Entropy Revisited

Posted: August 26, 2019 at 5:51 pm

Before starting the recent collage explorations, I had been doing more reading and thinking about entropy, see notes following. I also got a chance to watch a lecture that Sarah Dunsiger sent on entropy and emergence, I’ve included my notes on that below as well.


  • Natural log of the number of states in a system multiplied by a constant
  • The log reduces very large numbers and does little for small numbers. (e.g. ln(10e06) = ~16, ln(10e02) = ~7
  • The constant (Boltzmann) is a very small number (~1e-23)
  • So entropy is a small representation of really large numbers of possible states.
  • All possible 640×480 images in 8bit have 5e12 possible states and an ‘entropy’ of 4.04e-22. (Does it make any sense to think of entropy of an image?? An image is not dynamical, entropy is about dynamics, not structure.)
  • Second Law of Thermodynamics:
    • Entropy of closed systems never decreases (the number of possible states only increases until equilibrium, maximum entropy)
    • Entropy in open systems may decrease if the environment entropy increases (the number of possible states may decrease if the number of states in the environment increases)
  • is entropy about the propagation of energy? Does a system with more energy have more states? If it has more states, it looses that energy to the environment (increasing the number of its states in the environment).
  • is there some analogy in ML? Could the energy be the state of excitement of the initial conditions?
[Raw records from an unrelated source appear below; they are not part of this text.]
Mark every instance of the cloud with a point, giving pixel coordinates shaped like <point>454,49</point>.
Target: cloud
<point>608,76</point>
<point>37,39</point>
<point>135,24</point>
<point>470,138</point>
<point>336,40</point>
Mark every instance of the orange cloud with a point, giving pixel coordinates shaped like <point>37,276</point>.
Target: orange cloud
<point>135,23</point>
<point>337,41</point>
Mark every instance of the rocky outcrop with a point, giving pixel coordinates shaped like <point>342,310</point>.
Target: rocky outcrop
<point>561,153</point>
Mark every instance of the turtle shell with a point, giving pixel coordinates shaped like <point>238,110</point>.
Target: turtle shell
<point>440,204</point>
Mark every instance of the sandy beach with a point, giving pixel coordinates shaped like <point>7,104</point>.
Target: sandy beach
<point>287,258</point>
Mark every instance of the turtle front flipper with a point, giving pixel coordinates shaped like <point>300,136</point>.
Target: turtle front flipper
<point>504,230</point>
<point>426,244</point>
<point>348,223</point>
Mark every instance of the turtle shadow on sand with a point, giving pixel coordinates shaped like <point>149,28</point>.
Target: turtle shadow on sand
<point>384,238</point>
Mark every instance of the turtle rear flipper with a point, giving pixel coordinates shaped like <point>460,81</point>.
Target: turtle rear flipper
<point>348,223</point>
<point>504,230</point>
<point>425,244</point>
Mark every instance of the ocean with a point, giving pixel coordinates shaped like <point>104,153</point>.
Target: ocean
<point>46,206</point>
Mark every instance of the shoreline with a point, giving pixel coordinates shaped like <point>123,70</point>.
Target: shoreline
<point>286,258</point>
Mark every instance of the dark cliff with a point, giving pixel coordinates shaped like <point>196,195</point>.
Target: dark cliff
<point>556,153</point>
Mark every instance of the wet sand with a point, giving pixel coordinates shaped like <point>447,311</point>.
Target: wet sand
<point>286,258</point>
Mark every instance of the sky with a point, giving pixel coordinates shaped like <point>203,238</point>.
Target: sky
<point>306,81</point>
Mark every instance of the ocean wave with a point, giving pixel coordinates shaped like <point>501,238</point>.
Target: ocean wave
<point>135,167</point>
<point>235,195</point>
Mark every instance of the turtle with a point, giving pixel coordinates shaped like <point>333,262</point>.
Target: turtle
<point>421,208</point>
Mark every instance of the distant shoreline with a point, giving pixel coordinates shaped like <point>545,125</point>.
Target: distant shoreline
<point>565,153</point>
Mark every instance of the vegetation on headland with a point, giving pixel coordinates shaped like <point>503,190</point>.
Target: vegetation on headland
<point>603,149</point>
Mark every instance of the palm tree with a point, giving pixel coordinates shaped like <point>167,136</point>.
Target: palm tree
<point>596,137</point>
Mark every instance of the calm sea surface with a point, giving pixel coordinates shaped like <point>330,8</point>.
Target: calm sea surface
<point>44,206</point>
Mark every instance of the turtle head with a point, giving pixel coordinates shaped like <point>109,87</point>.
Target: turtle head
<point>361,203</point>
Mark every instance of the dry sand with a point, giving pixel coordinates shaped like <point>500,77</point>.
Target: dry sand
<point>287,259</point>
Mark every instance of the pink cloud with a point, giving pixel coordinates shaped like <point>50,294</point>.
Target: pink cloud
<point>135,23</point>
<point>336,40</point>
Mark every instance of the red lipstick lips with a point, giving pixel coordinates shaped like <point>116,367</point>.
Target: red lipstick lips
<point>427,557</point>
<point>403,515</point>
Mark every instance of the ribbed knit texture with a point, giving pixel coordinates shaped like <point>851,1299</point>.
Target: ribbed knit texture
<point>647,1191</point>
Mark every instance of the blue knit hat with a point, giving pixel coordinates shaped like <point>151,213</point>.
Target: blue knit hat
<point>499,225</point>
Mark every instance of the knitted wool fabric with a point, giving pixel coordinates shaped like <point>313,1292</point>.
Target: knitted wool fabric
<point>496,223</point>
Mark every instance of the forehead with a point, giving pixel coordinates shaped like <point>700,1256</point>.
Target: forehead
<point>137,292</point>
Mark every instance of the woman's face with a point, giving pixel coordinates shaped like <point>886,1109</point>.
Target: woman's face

The rate of learning?
  • More entropy means more complexity because more information is needed to represent the potential states of a system.
  • This seems more about the constraints of the system than the specific energy states.

Sarah Papers

  • order can be introduced from entropy alone
  • order from disorder?
  • the whole often resembles the part (chiral particles make chiral structure)

Entropy and Emergence (Video Lecture)

  • entropy as a measure of what you don’t know about the state of a system
  • fewer states means more certainty due to less possibilities.
  • a high-entropy system is random / has many states and no constraint.
  • entropy as the minimum number of binary questions one must ask to fully determine the system.
  • random needs every question whereas a pattern can be compressed
  • Key take-away: entropy does not indicate disorder because a system may have more ordered states than disordered states.